Aim: The aim of the study is to evaluate and compare the antimicrobial efficacy of two new materials MTA Plus and Biodentine with ProRoot MTA using tube dilution method.
Materials and Methods: The materials used were ProRoot MTA (Dentsply), MTA Plus (compounded by Prevest Denpro, Jammu, India for Avalon Biomed Inc, USA) and a calcium silicate based material Biodentine (Septodont, Saint-Maur-des-Fosses, France). Doubling dilutions of the material were prepared in Sabouraud's dextrose broth (SDB) and Brain Heart Infusion (BHI) broth for Candida albicans and Enterococcus faecalis, respectively. The minimal concentration at which inhibition of microorganism occurred was measured and noted as minimal inhibitory concentration (MIC) of the material.
Results: There was no statistically significant difference between the materials against C. albicans. Biodentine was statistically significant than MTA Plus against E. faecalis (P-value-0.022). ProRoot MTA was statistically significant at different time intervals against E. faecalis (P-value-0.001).
Conclusion: ProRoot MTA and Biodentine proved to have antimicrobial property. MTA Plusproved as a good antifungal agent.

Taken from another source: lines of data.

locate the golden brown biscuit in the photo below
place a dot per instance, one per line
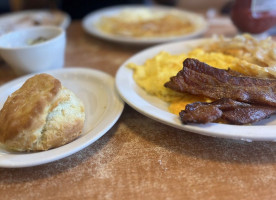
(42, 114)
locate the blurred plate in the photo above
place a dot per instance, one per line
(91, 21)
(102, 104)
(157, 109)
(22, 19)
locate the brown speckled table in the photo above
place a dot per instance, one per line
(140, 158)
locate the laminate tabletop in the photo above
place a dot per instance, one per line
(139, 158)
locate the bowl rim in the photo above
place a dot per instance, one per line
(61, 32)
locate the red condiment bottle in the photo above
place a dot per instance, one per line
(254, 16)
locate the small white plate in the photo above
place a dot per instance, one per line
(157, 109)
(90, 22)
(23, 19)
(103, 107)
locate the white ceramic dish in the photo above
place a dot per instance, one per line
(158, 109)
(90, 25)
(24, 58)
(30, 18)
(102, 104)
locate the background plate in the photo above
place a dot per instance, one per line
(102, 104)
(90, 21)
(157, 109)
(22, 19)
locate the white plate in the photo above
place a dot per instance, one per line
(102, 104)
(90, 21)
(22, 19)
(158, 109)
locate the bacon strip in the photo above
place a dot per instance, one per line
(199, 78)
(233, 112)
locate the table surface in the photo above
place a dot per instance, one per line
(140, 158)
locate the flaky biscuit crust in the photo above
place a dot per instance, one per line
(41, 115)
(24, 108)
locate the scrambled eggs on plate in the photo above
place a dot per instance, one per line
(155, 72)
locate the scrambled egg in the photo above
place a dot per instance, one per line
(155, 72)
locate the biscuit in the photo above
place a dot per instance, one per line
(41, 115)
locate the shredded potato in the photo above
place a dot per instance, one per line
(258, 56)
(144, 23)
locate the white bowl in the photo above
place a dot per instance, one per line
(24, 58)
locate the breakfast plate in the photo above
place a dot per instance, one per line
(157, 109)
(102, 104)
(92, 24)
(29, 18)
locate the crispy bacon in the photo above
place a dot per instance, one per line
(239, 99)
(233, 112)
(201, 79)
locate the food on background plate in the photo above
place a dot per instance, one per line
(41, 115)
(156, 71)
(145, 23)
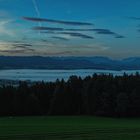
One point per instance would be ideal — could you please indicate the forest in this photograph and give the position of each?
(97, 95)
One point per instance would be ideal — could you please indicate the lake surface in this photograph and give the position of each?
(52, 75)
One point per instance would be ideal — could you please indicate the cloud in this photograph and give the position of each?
(134, 18)
(75, 34)
(47, 28)
(120, 36)
(4, 30)
(74, 23)
(60, 38)
(53, 30)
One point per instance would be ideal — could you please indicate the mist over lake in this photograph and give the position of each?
(52, 75)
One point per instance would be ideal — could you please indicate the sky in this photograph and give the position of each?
(70, 28)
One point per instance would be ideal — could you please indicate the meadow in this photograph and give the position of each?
(69, 128)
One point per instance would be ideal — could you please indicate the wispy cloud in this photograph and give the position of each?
(48, 28)
(60, 38)
(134, 18)
(75, 34)
(4, 30)
(74, 23)
(53, 30)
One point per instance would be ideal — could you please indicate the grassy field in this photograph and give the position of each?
(69, 128)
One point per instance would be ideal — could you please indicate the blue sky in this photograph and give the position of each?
(70, 28)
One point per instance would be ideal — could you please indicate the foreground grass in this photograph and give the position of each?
(69, 128)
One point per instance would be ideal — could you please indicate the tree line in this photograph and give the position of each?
(97, 95)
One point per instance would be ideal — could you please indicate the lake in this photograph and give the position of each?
(52, 75)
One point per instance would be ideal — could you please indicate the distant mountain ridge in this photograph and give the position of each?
(38, 62)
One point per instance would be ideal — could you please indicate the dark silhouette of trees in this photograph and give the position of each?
(98, 95)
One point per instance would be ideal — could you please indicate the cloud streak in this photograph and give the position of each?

Keywords: Antimicrobial efficacy; minimal inhibitory concentration; root-end filling

How to cite this article:
Hiremath GS, Kulkarni RD, Naik BD. Evaluation of minimal inhibitory concentration of two new materials using tube dilution method: An in vitro study . J Conserv Dent 2015;18:159-62

How to cite this URL:
Hiremath GS, Kulkarni RD, Naik BD. Evaluation of minimal inhibitory concentration of two new materials using tube dilution method: An in vitro study . J Conserv Dent [serial online] 2015 [cited 2021 Apr 11];18:159-62. Available from: https://www.jcd.org.in/text.asp?2015/18/2/159/153056

   Introduction Top


Microorganisms play a key role in the development of pulpal and periapical diseases. Pulpal diseases leading to inflammation of periapical tissues show the presence of bacteria in the root canal system. Teeth with pulpal or periapical pathology have a complex microbial flora consisting of cocci, rods, spirochetes, and fungi. [1] Studies have shown that there is a difference between the microbial flora of root canal in cases of primary endodontic infection and in cases of reinfection. [2] The microorganisms in retreatment cases possess greater resistance to intracanal medicaments. Also, it is found that microbes not only grow in planktonic cells or in aggregates but also forms biofilms. [3] It was in 1894 when WD Miller first published his observations on microflora. Since then studies have shown that the endodontic environment is selective and it supports the specific microorganisms to grow. [4]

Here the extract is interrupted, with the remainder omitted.